Als der Schreiber dieser Zeilen nach Mitternacht aufbrach, saß ein kleiner Teil der Teilnehmer immer noch zusammen. Dies ist umso bemerkenswerter, da einige Personen bereits um kurz nach 18.30 Uhr anwesend waren. Das Bedürfnis sich gegenseitig auszutauschen, wollte nicht enden und vielleicht fühlte man sich auch einfach nur wohl bei unserem Gastgeber – der Schankwirtschaft BAIZ. Können wir aber auch verstehen.
Zur Veranstaltung: Um kurz vor 20 Uhr begann der inhaltliche Teil des Abends mit einigen Ausschnitten des Filmes Istanbul United. Dafür bedanken wir uns auch noch einmal bei der Port-au-Prince Film & Kultur Produktion. Während noch die letzten Bilder nachwirkten, befand sich unser Moderator Robert Claus mit dem Beşiktaş-Fan und Grünen-Politiker Özcan Mutlu bereits im Gespräch. Was war Auslöser der Gezi-Proteste? Wann schwappten die Demonstrationen auf andere Landesteile über?
Nachdem die freie Journalistin Ebru Taşdemir anschließend auch darlegte, wie sich die Proteste auf die türkische Community in Berlin auswirkten, verlagerte sich der Fokus der Diskussion auf die Rolle der Fußballfans. Hierbei wurde schnell deutlich, dass die beiden Podiumsteilnehmer Özcan Mutlu und Harald ‚Hacky‘ Aumeier, Medienarbeiter aus Istanbul, sich in der Bewertung der Rolle der Fans einig waren. Darüber hinaus teilten Sie bei der Analyse des türkischen Fußballs nicht immer die gleichen Einschätzungen.

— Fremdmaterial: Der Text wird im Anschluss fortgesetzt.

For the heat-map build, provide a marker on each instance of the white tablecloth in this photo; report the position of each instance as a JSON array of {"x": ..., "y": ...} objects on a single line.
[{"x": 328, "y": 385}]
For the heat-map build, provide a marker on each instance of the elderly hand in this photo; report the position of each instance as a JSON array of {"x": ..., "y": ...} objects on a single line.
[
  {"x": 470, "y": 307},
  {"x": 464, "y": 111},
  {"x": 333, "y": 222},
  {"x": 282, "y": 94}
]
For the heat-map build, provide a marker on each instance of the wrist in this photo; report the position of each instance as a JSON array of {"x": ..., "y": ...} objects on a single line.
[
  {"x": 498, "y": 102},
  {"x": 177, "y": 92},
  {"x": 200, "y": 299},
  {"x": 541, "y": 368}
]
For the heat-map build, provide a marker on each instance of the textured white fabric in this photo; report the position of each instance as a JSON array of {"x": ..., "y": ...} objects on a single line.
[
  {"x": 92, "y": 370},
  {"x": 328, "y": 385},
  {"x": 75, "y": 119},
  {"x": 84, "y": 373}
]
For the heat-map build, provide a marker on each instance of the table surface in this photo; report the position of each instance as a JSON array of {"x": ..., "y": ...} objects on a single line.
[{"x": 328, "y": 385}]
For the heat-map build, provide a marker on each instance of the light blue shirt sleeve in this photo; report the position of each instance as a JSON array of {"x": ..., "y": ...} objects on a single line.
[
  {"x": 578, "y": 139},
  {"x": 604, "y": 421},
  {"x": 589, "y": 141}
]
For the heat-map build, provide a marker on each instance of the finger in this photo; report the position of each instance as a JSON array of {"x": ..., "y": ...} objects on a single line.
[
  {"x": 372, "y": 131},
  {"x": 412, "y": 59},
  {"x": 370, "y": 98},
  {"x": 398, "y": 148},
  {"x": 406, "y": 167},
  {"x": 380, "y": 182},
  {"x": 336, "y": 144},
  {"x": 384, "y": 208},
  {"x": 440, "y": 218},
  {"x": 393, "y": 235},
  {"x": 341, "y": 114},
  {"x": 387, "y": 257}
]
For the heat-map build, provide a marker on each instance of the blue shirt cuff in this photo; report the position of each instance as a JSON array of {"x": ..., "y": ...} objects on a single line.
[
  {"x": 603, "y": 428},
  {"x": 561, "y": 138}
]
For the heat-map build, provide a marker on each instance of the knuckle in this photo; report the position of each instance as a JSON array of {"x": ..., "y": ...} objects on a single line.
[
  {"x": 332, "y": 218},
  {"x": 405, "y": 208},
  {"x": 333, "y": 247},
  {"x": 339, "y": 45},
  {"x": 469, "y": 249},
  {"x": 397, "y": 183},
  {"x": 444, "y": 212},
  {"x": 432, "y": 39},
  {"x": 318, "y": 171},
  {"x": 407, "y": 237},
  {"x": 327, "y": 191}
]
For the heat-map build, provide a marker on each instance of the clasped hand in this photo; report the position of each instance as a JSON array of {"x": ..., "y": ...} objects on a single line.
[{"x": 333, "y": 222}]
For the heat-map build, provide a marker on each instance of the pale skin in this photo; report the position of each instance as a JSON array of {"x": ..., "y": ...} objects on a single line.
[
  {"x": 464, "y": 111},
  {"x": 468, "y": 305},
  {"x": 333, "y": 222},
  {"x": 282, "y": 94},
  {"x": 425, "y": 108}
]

Immer wieder „schimmerten“ die persönlichen Vereinspräferenzen durch – und damit auch ein etwas anderer Blick auf den türkischen Fußball. Dies sorgte für einige lächelnde Gesichter. Folglich blieb in Bezug auf den Vereinspräsidenten von Fener auch die Frage offen, wo die genuinen Unterschiede zwischen einem Waffenhersteller und einem Waffenhändler liegen.

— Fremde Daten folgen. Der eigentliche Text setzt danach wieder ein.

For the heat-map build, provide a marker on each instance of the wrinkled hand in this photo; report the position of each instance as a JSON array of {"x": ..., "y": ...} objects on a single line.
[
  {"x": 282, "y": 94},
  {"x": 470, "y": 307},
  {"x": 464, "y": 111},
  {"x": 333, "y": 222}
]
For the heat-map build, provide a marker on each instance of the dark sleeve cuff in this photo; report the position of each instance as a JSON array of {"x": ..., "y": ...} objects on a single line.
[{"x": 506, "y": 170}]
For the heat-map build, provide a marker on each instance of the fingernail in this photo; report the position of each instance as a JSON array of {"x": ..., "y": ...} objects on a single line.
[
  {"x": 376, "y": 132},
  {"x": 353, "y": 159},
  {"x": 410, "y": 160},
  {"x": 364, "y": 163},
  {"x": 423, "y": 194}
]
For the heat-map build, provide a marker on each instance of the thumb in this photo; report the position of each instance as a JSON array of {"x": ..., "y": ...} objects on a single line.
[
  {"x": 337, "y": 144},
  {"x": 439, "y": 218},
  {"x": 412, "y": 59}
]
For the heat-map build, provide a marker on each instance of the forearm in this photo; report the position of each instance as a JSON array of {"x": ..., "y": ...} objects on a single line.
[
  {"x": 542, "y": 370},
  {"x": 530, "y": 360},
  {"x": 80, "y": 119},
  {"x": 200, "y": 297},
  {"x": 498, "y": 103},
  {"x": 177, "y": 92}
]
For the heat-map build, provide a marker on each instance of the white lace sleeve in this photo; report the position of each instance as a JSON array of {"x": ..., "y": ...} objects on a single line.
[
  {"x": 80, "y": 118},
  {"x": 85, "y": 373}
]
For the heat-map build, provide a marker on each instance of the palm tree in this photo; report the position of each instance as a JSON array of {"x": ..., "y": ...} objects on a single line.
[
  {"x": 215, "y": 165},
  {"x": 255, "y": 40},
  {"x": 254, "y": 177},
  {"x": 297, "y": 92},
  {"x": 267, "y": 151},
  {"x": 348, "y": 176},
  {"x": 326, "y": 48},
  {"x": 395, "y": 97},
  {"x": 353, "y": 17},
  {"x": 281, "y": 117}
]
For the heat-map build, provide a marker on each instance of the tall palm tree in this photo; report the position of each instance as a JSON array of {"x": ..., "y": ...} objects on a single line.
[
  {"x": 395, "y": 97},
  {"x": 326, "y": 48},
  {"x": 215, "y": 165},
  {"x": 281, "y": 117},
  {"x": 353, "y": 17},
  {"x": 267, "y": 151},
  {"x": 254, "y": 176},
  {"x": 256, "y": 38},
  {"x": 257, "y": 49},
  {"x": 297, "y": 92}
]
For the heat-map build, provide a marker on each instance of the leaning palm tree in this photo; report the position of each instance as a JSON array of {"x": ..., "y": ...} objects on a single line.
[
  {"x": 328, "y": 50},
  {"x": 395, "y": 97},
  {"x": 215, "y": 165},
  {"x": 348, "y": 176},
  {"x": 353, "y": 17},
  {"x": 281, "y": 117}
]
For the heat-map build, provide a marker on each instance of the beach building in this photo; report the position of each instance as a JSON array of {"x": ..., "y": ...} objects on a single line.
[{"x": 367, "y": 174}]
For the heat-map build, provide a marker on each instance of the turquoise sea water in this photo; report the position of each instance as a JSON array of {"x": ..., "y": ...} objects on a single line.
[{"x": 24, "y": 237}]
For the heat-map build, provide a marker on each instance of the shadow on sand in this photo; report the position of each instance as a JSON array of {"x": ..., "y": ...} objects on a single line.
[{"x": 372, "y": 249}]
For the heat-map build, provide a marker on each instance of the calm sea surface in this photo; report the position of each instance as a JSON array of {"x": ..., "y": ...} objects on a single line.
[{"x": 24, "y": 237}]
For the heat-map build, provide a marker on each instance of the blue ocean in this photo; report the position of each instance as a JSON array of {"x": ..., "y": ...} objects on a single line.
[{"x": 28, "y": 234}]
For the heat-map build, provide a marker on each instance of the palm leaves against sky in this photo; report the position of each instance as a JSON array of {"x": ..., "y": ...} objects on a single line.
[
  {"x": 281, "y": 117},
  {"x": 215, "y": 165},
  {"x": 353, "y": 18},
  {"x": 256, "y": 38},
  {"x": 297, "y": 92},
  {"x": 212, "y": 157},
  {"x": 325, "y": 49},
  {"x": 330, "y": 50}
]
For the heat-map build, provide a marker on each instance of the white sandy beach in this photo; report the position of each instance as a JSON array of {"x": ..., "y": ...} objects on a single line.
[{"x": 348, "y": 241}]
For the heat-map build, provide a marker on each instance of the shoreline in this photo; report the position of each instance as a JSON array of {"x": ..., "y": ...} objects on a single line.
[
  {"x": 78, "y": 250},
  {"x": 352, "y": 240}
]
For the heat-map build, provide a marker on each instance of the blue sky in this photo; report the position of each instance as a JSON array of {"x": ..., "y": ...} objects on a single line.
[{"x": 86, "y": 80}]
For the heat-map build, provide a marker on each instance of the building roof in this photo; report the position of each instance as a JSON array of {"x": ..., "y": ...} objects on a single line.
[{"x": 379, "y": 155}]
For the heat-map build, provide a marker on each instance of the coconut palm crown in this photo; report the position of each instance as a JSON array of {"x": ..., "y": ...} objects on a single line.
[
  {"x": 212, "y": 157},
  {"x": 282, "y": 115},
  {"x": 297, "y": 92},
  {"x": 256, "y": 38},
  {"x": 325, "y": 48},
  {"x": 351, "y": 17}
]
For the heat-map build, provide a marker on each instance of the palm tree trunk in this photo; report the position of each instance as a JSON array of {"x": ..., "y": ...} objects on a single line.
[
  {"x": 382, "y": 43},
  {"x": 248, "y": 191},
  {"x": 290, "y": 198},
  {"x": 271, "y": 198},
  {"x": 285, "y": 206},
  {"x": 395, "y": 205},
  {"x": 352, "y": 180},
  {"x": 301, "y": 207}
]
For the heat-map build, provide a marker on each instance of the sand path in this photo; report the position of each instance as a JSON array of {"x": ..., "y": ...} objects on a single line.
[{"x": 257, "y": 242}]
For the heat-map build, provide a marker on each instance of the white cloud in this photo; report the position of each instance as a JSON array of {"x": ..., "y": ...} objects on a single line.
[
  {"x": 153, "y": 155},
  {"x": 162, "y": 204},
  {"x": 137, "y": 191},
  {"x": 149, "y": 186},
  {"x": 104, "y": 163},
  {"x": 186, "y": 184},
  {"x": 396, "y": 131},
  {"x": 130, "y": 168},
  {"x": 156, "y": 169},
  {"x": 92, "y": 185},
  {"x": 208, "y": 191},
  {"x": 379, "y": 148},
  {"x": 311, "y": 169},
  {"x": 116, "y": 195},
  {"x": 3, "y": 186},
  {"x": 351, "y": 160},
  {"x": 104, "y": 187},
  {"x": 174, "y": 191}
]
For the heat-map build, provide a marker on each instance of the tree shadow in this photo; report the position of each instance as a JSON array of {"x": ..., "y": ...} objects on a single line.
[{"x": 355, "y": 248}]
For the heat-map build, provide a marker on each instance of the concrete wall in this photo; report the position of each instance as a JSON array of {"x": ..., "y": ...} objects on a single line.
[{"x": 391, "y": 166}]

Nachdem über mögliche Ursachen der Schüsse auf den Fener-Bus spekuliert wurde – der Anschlag in der Vorwoche hatte die Fußball-Türkei in Atem gehalten – wurde der große Bogen zurück zu Gezi geschlagen. So endete der offizielle Teil der Veranstaltung mit den Ausführungen zum Stand der aktuellen Gerichtsprozesse gegen die Çarşı-Ultras. Über deren Ausgang gab es unterschiedliche Einschätzungen. Positive Zeichen oder eine weiterhin angespannte Situation für die Angeklagten? Kommt auf das Auge des Betrachters an! Nach der nächsten Verhandlungsrunde am 26. Juni werden wir schlauer sein. Aktuelle Leseempfehlung dazu: Zwischen Anpassung und Widerstand – Zur Situation der türkischen Ultras im Jahr 2015 aus dem Lower Class Magazine.

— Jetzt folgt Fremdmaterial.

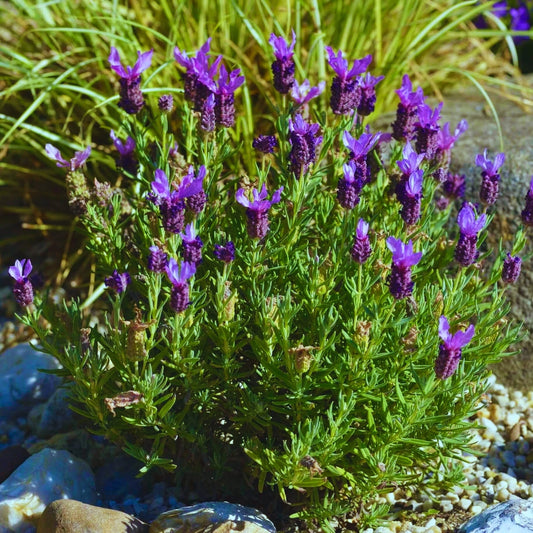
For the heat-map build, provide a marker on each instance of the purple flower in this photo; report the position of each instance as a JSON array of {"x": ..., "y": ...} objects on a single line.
[
  {"x": 511, "y": 268},
  {"x": 427, "y": 130},
  {"x": 265, "y": 143},
  {"x": 208, "y": 116},
  {"x": 283, "y": 66},
  {"x": 191, "y": 245},
  {"x": 345, "y": 91},
  {"x": 22, "y": 288},
  {"x": 403, "y": 259},
  {"x": 527, "y": 212},
  {"x": 257, "y": 210},
  {"x": 126, "y": 159},
  {"x": 225, "y": 252},
  {"x": 157, "y": 260},
  {"x": 74, "y": 164},
  {"x": 520, "y": 21},
  {"x": 410, "y": 200},
  {"x": 368, "y": 94},
  {"x": 179, "y": 296},
  {"x": 131, "y": 97},
  {"x": 118, "y": 282},
  {"x": 361, "y": 249},
  {"x": 224, "y": 96},
  {"x": 403, "y": 127},
  {"x": 304, "y": 142},
  {"x": 350, "y": 185},
  {"x": 466, "y": 250},
  {"x": 302, "y": 94},
  {"x": 490, "y": 178},
  {"x": 450, "y": 349},
  {"x": 165, "y": 103}
]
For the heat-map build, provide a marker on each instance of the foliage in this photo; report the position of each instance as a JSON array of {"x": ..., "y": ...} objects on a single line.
[{"x": 295, "y": 366}]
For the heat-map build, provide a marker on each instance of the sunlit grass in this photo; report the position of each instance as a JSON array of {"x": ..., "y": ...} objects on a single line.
[{"x": 56, "y": 85}]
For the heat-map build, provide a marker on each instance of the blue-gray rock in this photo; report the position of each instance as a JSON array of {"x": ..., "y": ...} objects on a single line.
[
  {"x": 513, "y": 516},
  {"x": 22, "y": 385},
  {"x": 43, "y": 478},
  {"x": 212, "y": 516}
]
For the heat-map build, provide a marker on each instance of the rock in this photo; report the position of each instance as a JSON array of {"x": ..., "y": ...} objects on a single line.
[
  {"x": 22, "y": 385},
  {"x": 71, "y": 516},
  {"x": 219, "y": 517},
  {"x": 46, "y": 476},
  {"x": 513, "y": 516},
  {"x": 514, "y": 372},
  {"x": 10, "y": 459}
]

Zur Feier der gelungenen Premiere von Gesellschaftsspiele gab es im Nachgang noch Raki und Baklava. Das Süßgebäck war zu diesem Zeitpunkt des Abends aber nur noch in dezimierter Form vorhanden. Wir interpretieren dies als Lob für den Bäcker. Vielleicht auch ein klein wenig für uns – wir zählten ca. 60 TeilnehmerInnen, der Wirt der BAIZ um die 70. Das hat uns sehr gut geschmeckt. Nicht unerwähnt soll bleiben, dass aufgrund einer umherwandernden Spendendose und Referenten ohne Aufwandsentschädigungen, 130 Euro zusammengekommen sind. Diese werden an einen Verein gespendet, der im Bereich Flüchtlingsarbeit aktiv ist. Mehr über diese Organisation im nächsten Beitrag.
Wir bedanken uns bei allen anwesenden Personen, die auf diese oder jene Weisen dazu beigetragen haben, dass es ein runder Abend wurde. Bleibt uns gewogen – es geht (immer) weiter!